ETL Magic with SSIS – Part I

  • Comments posted to this topic are about the item ETL Magic with SSIS – Part I

  • My comment relates to this sentence:

    1) to fail the package if the file is not available, then execute the package again at a later time, or 2) we can wait for the file to be ready. EDIT- I have reconfigured the final sentence of this paragraph, as it was previously very hard to understand. Confirmation needed that my interpretation is correct

    There is no need to fail the package if the file is not present. You have the option of using a Foreach container to process the file if it exists, otherwise complete the package successfully.

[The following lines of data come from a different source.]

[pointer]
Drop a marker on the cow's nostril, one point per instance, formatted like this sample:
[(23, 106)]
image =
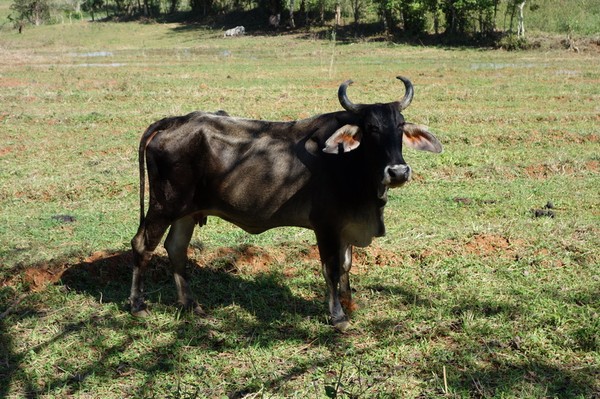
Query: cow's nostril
[(396, 174)]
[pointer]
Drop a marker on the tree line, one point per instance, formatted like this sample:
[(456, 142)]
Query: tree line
[(450, 17)]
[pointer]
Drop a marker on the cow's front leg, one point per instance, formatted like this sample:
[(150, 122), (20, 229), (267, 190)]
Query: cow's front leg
[(345, 290), (176, 244), (332, 258)]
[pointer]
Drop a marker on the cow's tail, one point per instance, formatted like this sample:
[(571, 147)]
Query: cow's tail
[(144, 141)]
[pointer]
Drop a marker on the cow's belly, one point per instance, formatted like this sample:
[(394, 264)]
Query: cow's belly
[(360, 229)]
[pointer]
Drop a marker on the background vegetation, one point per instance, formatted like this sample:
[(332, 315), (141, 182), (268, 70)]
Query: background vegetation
[(482, 21), (486, 285)]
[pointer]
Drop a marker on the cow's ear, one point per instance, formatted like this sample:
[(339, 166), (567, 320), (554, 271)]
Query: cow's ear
[(419, 138), (345, 139)]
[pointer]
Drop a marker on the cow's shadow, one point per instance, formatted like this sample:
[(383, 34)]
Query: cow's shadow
[(217, 286)]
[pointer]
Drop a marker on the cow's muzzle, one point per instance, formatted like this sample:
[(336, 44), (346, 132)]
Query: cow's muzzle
[(396, 175)]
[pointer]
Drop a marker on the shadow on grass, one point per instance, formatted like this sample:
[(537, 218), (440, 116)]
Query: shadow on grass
[(105, 277)]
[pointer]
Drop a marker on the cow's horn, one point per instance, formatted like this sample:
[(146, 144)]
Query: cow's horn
[(344, 101), (410, 92)]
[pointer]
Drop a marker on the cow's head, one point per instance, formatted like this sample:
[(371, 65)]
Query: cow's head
[(383, 131)]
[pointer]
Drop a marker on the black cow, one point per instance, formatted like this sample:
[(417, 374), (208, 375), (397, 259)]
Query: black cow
[(329, 173)]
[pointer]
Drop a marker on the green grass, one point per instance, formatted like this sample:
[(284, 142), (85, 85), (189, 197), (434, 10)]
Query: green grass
[(467, 280)]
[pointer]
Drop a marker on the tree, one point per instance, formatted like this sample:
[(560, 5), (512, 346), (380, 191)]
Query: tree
[(34, 11), (521, 25)]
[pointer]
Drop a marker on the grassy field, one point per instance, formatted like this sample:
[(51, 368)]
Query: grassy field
[(476, 291)]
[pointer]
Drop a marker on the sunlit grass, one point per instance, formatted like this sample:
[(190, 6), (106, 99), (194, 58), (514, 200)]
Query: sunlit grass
[(467, 278)]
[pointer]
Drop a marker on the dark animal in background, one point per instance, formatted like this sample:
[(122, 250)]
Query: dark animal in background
[(329, 173)]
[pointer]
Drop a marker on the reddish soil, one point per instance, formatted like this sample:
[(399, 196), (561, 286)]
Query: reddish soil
[(491, 244)]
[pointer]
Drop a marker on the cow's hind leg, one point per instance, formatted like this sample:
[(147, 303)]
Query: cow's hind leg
[(143, 245), (177, 243)]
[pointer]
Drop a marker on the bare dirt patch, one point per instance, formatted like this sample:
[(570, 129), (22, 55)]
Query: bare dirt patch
[(491, 244)]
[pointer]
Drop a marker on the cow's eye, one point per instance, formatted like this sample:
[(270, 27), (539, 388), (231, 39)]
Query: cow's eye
[(373, 128)]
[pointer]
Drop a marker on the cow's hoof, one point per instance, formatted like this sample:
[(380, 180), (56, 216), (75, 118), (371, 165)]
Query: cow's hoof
[(194, 308), (342, 325)]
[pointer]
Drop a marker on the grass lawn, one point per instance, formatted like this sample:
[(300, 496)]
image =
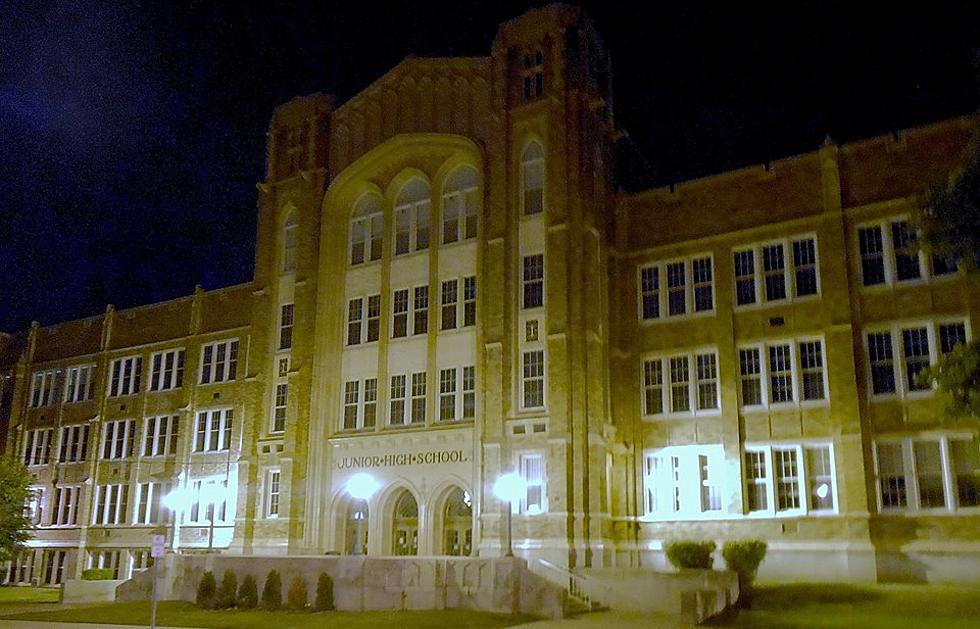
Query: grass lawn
[(832, 606), (181, 614)]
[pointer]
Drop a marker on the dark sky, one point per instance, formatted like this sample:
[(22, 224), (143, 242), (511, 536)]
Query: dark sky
[(132, 133)]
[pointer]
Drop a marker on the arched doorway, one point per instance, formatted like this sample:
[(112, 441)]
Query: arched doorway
[(457, 524), (356, 527), (405, 525)]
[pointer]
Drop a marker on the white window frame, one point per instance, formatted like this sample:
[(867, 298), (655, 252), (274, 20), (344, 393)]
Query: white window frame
[(796, 370), (160, 379), (691, 356), (214, 372), (903, 390), (789, 272), (802, 480), (663, 291)]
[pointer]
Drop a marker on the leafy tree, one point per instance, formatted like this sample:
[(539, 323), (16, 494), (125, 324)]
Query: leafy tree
[(15, 522)]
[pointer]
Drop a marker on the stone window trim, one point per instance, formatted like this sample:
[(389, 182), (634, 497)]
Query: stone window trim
[(805, 477), (668, 296), (907, 487), (797, 371), (790, 271), (903, 388), (886, 261)]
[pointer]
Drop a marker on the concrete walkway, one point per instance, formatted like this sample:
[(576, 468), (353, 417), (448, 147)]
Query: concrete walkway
[(618, 620)]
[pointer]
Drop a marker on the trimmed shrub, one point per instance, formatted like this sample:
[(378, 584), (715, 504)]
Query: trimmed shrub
[(743, 558), (324, 593), (206, 590), (296, 596), (690, 554), (227, 590), (272, 591), (248, 593), (98, 574)]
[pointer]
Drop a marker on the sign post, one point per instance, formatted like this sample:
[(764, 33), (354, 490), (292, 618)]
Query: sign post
[(157, 547)]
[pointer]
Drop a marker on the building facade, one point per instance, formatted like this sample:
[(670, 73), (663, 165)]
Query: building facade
[(451, 284)]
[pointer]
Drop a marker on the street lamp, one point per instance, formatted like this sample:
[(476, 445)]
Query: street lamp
[(361, 486), (509, 488)]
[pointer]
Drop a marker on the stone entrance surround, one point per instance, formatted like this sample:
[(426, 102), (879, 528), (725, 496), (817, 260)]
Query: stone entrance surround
[(372, 583)]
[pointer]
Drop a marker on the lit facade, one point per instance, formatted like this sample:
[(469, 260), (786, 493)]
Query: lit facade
[(450, 285)]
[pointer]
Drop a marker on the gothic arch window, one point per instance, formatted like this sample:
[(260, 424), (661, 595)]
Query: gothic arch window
[(367, 230), (290, 242), (532, 180), (460, 205), (412, 217)]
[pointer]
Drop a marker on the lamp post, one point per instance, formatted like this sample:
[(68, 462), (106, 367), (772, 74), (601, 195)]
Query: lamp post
[(509, 488), (361, 486)]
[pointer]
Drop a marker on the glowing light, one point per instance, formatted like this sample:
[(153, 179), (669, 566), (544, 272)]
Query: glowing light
[(509, 487), (362, 486)]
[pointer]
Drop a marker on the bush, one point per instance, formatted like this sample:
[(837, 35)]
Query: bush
[(227, 590), (206, 590), (98, 574), (690, 554), (272, 591), (296, 596), (324, 593), (743, 558), (248, 593)]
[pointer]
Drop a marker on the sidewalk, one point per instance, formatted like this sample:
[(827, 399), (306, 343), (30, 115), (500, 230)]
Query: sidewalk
[(619, 620)]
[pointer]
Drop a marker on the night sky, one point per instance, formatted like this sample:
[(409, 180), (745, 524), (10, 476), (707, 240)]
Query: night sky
[(132, 133)]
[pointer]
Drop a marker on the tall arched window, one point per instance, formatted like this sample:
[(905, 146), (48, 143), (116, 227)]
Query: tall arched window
[(532, 179), (367, 230), (412, 217), (459, 205), (290, 240)]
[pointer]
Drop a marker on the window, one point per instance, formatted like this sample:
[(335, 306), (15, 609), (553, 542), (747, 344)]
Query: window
[(420, 312), (290, 243), (459, 205), (149, 503), (689, 287), (118, 438), (449, 302), (279, 408), (110, 504), (782, 372), (80, 384), (412, 217), (532, 382), (788, 271), (161, 435), (272, 493), (899, 353), (691, 385), (532, 472), (532, 180), (682, 481), (219, 362), (790, 479), (286, 313), (45, 388), (37, 446), (65, 507), (124, 375), (74, 443), (532, 281), (399, 314), (214, 430), (367, 230), (167, 370), (890, 254), (940, 473), (469, 301)]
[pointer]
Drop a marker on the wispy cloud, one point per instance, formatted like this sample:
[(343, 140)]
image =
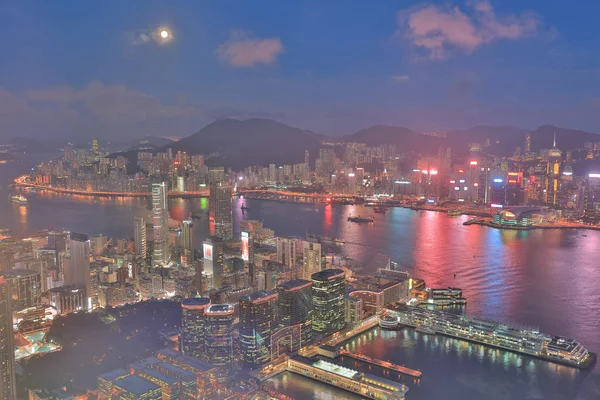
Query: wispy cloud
[(243, 49), (438, 30), (400, 78)]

You may also need to set delay validation to true on the file connection (can't remember for sure - haven't done this for a while).

    It also seems that I am an SSIS purist 🙂

    The absence of evidence is not evidence of absence
    - Martin Rees
    The absence of consumable DDL, sample data and desired results is, however, evidence of the absence of my response
    - Phil Parkin

  • I'm still learning SSIS, but this has a lot of good information and tips. Looking forward to Part II.

    Sigerson

    "No pressure, no diamonds." - Thomas Carlyle

  • The File Watcher Task is a new one for me; could be useful in future. At present, my ETL tasks run once or twice a day and as Phil says above, tests if files are present, loading them if so.

    Although I do use the Flat File Source component, I often have to replace it with a Script component written to deal with real files which often have bad rows or other oddities which confuse the standard Flat File Source. With Flat File Source, your imported file must always have the number of fields expected, and if comma-separated it can't have embedded quoted commas - e.g. a field like "19, The Strand" or """The Elms"", 4 High Street" will confuse it.

  • Thanks for this end to end example.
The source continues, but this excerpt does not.